When author Tim Ferriss decided to bypass traditional publishers and release The 4-Hour Chef with Amazon, Barnes & Noble refused to carry the title — eating into the cookbook’s sales. But Ferris told thenextweb.com he would publish with Amazon again, explaining, “I’m not anti-bookstore, I’m pro-reader.” For Ferriss, it came down to Amazon’s ability to give him the data on his customers — who they are, where they’re from, the kinds of books they buy, etc:
The reason I chose to go with Amazon was because I developed a relationship with them over time because of the volume of sales I was pushing through Amazon for the first two books. …Random House, Simon & Schuster, these traditional publishers sell to the head category buyers at a Barnes & Noble or Books-A-Million.

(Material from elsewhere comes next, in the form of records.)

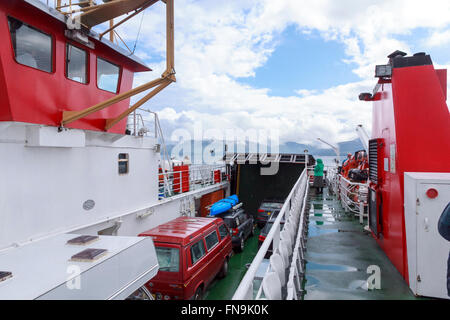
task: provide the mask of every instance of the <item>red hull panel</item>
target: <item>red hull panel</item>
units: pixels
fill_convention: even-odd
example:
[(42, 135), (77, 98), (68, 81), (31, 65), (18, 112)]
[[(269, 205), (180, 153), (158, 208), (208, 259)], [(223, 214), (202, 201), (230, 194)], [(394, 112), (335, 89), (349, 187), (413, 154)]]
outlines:
[[(53, 72), (47, 73), (15, 61), (7, 17), (17, 18), (53, 38)], [(105, 101), (114, 93), (97, 87), (97, 57), (121, 66), (118, 93), (131, 89), (136, 65), (105, 44), (94, 41), (95, 49), (82, 47), (89, 52), (88, 83), (81, 84), (65, 76), (66, 26), (61, 21), (22, 1), (0, 3), (0, 34), (5, 41), (0, 47), (0, 121), (18, 121), (59, 126), (63, 110), (82, 110)], [(92, 39), (91, 39), (92, 40)], [(103, 131), (105, 120), (114, 118), (129, 107), (129, 99), (98, 111), (67, 127)], [(125, 133), (126, 119), (109, 132)]]
[[(445, 73), (446, 74), (446, 73)], [(382, 236), (377, 239), (408, 281), (404, 173), (450, 172), (450, 116), (444, 73), (432, 65), (393, 70), (374, 102), (372, 138), (384, 139), (388, 170), (381, 172)]]

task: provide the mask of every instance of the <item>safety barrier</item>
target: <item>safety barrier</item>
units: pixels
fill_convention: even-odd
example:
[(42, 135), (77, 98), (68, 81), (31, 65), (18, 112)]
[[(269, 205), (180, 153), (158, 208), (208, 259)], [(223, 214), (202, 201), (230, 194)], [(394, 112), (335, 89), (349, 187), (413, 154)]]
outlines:
[(364, 223), (364, 218), (368, 217), (367, 195), (369, 192), (367, 183), (351, 182), (338, 175), (339, 198), (345, 211), (350, 211), (359, 217), (359, 222)]
[(225, 165), (174, 166), (172, 171), (160, 169), (159, 199), (198, 190), (223, 182)]
[[(304, 170), (237, 288), (233, 300), (300, 299), (305, 268), (309, 183)], [(281, 228), (281, 221), (284, 227)], [(274, 248), (266, 259), (270, 245)]]

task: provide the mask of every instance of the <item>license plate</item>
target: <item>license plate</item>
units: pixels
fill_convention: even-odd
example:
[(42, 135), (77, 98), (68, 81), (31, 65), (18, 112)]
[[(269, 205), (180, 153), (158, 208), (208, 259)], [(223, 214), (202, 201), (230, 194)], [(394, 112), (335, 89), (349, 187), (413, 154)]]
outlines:
[(267, 215), (270, 216), (272, 214), (272, 212), (267, 212)]

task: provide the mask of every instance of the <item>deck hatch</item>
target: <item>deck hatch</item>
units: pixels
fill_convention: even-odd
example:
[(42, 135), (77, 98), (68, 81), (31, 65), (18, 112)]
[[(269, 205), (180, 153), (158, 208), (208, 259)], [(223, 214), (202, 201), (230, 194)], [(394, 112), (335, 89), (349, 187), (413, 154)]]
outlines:
[(108, 250), (106, 249), (90, 248), (73, 255), (70, 260), (78, 262), (93, 262), (106, 255), (107, 251)]
[(99, 239), (98, 236), (79, 236), (67, 241), (67, 244), (72, 245), (87, 245)]
[(12, 272), (0, 271), (0, 282), (5, 281), (9, 278), (12, 278)]

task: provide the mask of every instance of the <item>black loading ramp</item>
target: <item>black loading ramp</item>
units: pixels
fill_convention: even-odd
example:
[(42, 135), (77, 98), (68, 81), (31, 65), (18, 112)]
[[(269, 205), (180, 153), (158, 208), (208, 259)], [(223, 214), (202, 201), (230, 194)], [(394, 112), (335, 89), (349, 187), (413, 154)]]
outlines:
[[(261, 170), (278, 164), (275, 174), (263, 175)], [(308, 155), (308, 166), (315, 165)], [(227, 154), (226, 163), (231, 178), (231, 194), (237, 194), (247, 213), (256, 215), (264, 199), (284, 200), (291, 192), (305, 168), (304, 154), (259, 155), (249, 153)]]

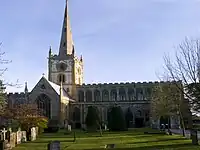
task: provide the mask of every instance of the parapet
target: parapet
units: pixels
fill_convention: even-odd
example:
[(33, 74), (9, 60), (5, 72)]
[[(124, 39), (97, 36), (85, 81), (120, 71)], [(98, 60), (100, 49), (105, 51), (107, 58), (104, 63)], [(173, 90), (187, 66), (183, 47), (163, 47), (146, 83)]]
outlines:
[(10, 93), (7, 93), (7, 96), (12, 96), (12, 97), (23, 97), (25, 95), (26, 94), (24, 92), (10, 92)]
[(115, 83), (92, 83), (92, 84), (85, 84), (77, 85), (78, 88), (97, 88), (97, 87), (117, 87), (117, 86), (153, 86), (156, 84), (164, 84), (169, 83), (168, 81), (144, 81), (144, 82), (115, 82)]

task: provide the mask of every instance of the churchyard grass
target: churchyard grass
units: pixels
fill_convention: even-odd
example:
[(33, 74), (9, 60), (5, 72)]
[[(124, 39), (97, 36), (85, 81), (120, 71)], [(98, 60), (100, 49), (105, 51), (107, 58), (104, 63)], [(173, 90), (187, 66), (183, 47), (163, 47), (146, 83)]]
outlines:
[(14, 150), (46, 150), (50, 141), (61, 142), (61, 150), (69, 149), (95, 149), (103, 150), (106, 144), (116, 144), (115, 149), (120, 150), (188, 150), (199, 149), (200, 146), (193, 146), (191, 140), (180, 135), (144, 134), (152, 129), (132, 129), (124, 132), (85, 133), (76, 130), (76, 141), (73, 142), (73, 134), (66, 135), (61, 130), (58, 133), (44, 133), (34, 142), (27, 142), (18, 145)]

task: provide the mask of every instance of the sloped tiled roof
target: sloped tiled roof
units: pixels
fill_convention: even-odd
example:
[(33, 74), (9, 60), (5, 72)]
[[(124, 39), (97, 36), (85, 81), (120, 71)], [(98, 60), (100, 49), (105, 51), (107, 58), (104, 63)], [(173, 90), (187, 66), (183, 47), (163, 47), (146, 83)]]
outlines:
[[(45, 78), (46, 79), (46, 78)], [(47, 80), (47, 79), (46, 79)], [(51, 85), (51, 87), (56, 91), (58, 95), (60, 95), (60, 86), (47, 80), (47, 82)]]

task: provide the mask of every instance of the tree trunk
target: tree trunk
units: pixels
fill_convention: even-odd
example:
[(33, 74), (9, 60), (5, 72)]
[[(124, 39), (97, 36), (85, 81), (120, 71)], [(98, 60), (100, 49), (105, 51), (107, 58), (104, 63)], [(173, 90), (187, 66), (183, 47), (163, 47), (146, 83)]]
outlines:
[(99, 126), (99, 130), (100, 130), (100, 135), (102, 136), (102, 129), (101, 129), (101, 125)]
[(188, 128), (190, 130), (190, 138), (192, 139), (192, 133), (193, 133), (192, 114), (189, 114), (188, 116)]
[(183, 115), (181, 112), (179, 112), (179, 114), (180, 114), (180, 118), (181, 118), (182, 133), (183, 133), (183, 136), (185, 137), (185, 123), (183, 120)]
[(169, 135), (172, 135), (169, 125), (170, 125), (170, 117), (168, 117), (168, 127), (167, 127), (168, 129), (167, 130), (168, 130)]

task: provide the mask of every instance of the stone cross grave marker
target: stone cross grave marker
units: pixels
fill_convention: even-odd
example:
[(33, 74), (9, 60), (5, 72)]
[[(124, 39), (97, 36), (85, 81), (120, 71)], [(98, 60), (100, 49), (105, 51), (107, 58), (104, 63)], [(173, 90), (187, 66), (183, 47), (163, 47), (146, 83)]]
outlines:
[(53, 141), (49, 143), (48, 150), (60, 150), (60, 141)]
[(3, 133), (3, 140), (5, 141), (7, 130), (5, 128), (3, 128), (3, 130), (1, 130), (1, 132)]

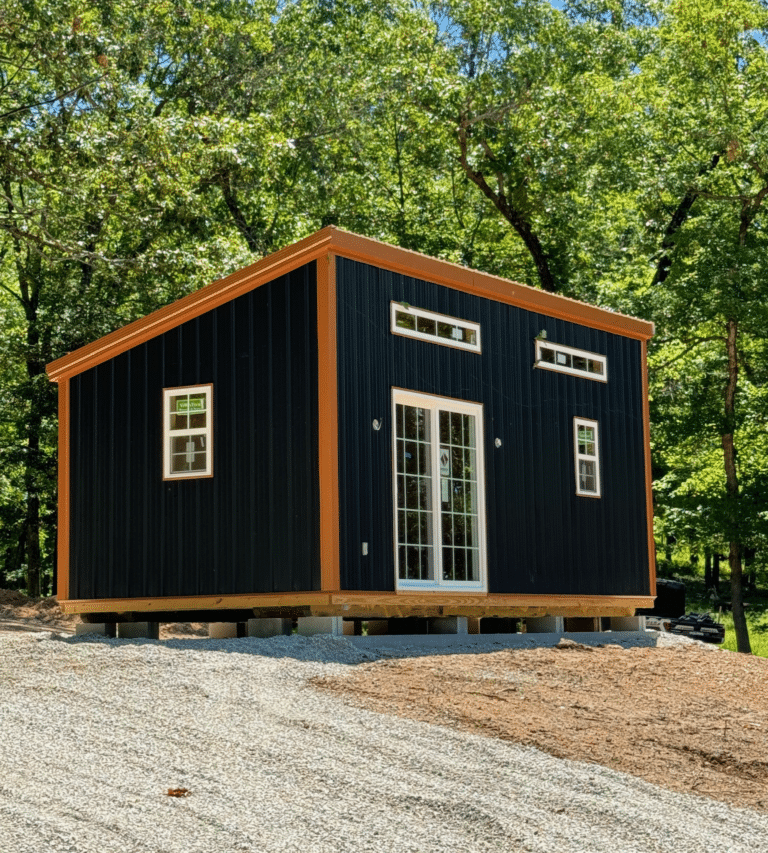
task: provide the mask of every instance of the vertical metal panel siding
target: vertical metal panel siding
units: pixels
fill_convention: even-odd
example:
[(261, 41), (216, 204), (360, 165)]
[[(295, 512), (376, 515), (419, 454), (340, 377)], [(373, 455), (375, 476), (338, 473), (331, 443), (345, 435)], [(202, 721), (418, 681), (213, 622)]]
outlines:
[[(315, 264), (72, 379), (73, 598), (320, 587)], [(163, 481), (162, 389), (213, 383), (214, 476)]]
[[(391, 334), (390, 300), (479, 322), (482, 354)], [(483, 404), (490, 592), (649, 592), (638, 341), (342, 258), (337, 302), (343, 588), (394, 589), (391, 389), (401, 387)], [(608, 383), (534, 369), (542, 329), (607, 355)], [(600, 499), (575, 494), (574, 417), (599, 421)]]

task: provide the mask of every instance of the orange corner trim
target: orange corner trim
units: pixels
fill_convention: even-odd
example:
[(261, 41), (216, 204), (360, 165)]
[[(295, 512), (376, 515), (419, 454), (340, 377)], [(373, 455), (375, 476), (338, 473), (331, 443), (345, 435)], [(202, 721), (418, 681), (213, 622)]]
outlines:
[(56, 542), (56, 595), (69, 598), (69, 379), (59, 382), (59, 499)]
[(643, 374), (643, 444), (645, 447), (645, 506), (648, 520), (648, 577), (651, 595), (656, 595), (656, 540), (653, 536), (653, 471), (651, 469), (651, 404), (648, 390), (648, 344), (642, 343), (641, 371)]
[(336, 257), (317, 259), (318, 459), (320, 589), (337, 590), (339, 569), (339, 449), (336, 370)]

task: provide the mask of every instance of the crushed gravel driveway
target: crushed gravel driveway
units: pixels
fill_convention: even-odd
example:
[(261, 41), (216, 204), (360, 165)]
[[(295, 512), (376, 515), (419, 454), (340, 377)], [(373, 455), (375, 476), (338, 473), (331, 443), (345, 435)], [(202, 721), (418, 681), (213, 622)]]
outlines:
[(307, 683), (374, 656), (0, 638), (0, 851), (768, 851), (765, 814)]

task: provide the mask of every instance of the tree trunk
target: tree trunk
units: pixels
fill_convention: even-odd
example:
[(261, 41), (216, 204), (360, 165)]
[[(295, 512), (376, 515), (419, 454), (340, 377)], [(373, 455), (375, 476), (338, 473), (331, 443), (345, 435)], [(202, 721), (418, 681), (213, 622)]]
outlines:
[[(706, 166), (702, 166), (699, 169), (699, 177), (706, 175), (707, 172), (711, 172), (719, 162), (720, 155), (715, 154)], [(656, 272), (651, 284), (662, 284), (667, 280), (669, 272), (672, 269), (672, 252), (675, 248), (675, 236), (688, 218), (688, 214), (691, 212), (691, 208), (698, 197), (699, 193), (697, 190), (689, 189), (677, 206), (677, 210), (672, 214), (672, 218), (664, 230), (664, 237), (661, 241), (661, 256), (656, 263)]]
[(744, 578), (745, 588), (754, 592), (757, 587), (757, 573), (755, 572), (755, 548), (744, 548)]
[[(30, 379), (42, 371), (35, 362), (27, 363)], [(24, 551), (27, 563), (27, 595), (38, 598), (41, 595), (42, 554), (40, 550), (40, 494), (38, 479), (40, 474), (40, 432), (42, 430), (41, 404), (33, 387), (32, 400), (27, 422), (27, 447), (24, 462), (24, 485), (27, 492), (27, 514), (24, 519)]]
[(715, 552), (712, 555), (712, 588), (720, 595), (720, 560), (722, 554)]
[(664, 559), (667, 561), (667, 567), (672, 565), (672, 546), (677, 542), (674, 536), (667, 534), (664, 540)]
[(728, 517), (728, 563), (731, 568), (731, 611), (733, 627), (736, 631), (736, 649), (752, 654), (744, 614), (744, 595), (742, 589), (741, 543), (739, 542), (739, 481), (736, 476), (736, 450), (733, 445), (733, 433), (736, 424), (736, 388), (738, 383), (738, 359), (736, 337), (738, 324), (730, 318), (726, 323), (726, 348), (728, 351), (728, 384), (725, 391), (725, 430), (722, 435), (723, 462), (725, 465), (725, 490)]
[(712, 589), (712, 549), (704, 549), (704, 589)]
[[(557, 293), (559, 287), (555, 281), (555, 277), (552, 275), (547, 253), (541, 245), (541, 240), (539, 240), (538, 234), (533, 230), (529, 217), (527, 217), (523, 211), (519, 210), (509, 200), (509, 198), (507, 198), (504, 193), (503, 176), (501, 173), (496, 174), (498, 190), (494, 190), (488, 184), (488, 181), (486, 181), (485, 175), (483, 175), (479, 170), (472, 168), (467, 156), (467, 146), (467, 129), (462, 124), (459, 126), (459, 148), (461, 150), (459, 163), (461, 164), (461, 168), (464, 170), (464, 173), (469, 180), (478, 187), (486, 198), (490, 199), (494, 203), (499, 213), (501, 213), (501, 215), (517, 232), (518, 236), (525, 244), (525, 248), (528, 249), (528, 253), (536, 266), (536, 273), (539, 276), (539, 282), (541, 283), (542, 289), (549, 293)], [(492, 159), (490, 153), (487, 151), (487, 147), (486, 153), (488, 154), (489, 159)]]
[(27, 552), (27, 595), (40, 597), (40, 498), (36, 494), (27, 498), (25, 520), (25, 545)]
[[(7, 192), (10, 190), (7, 188)], [(27, 322), (26, 368), (29, 383), (29, 414), (26, 418), (27, 436), (24, 454), (24, 490), (26, 492), (26, 515), (21, 538), (26, 557), (27, 595), (40, 595), (42, 576), (42, 554), (40, 549), (40, 434), (43, 428), (44, 405), (40, 396), (39, 378), (45, 373), (45, 360), (40, 352), (39, 287), (40, 256), (23, 252), (16, 242), (16, 273), (19, 282), (19, 302), (24, 308)]]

They do not know their end users, they have no data about their end users, nor do they have any way to communicate with their end users. Amazon, in many ways I would say, knows me better than I know myself just based on my Amazon Prime purchasing behavior as well as what I refer people to through my blog, which they can track of course.
For readers, Amazon‘s leg up over bookstores has come down to convenience; and for writers, Amazon has made itself attractive by offering a level of transparency publishers have only recently begun to emulate with Author Portals that reveal real-time sales. That said, as Ferriss’ example shows, there either needs to be cooperation among Amazon, B&N, and the publishers; or they need to learn from each other to better compete.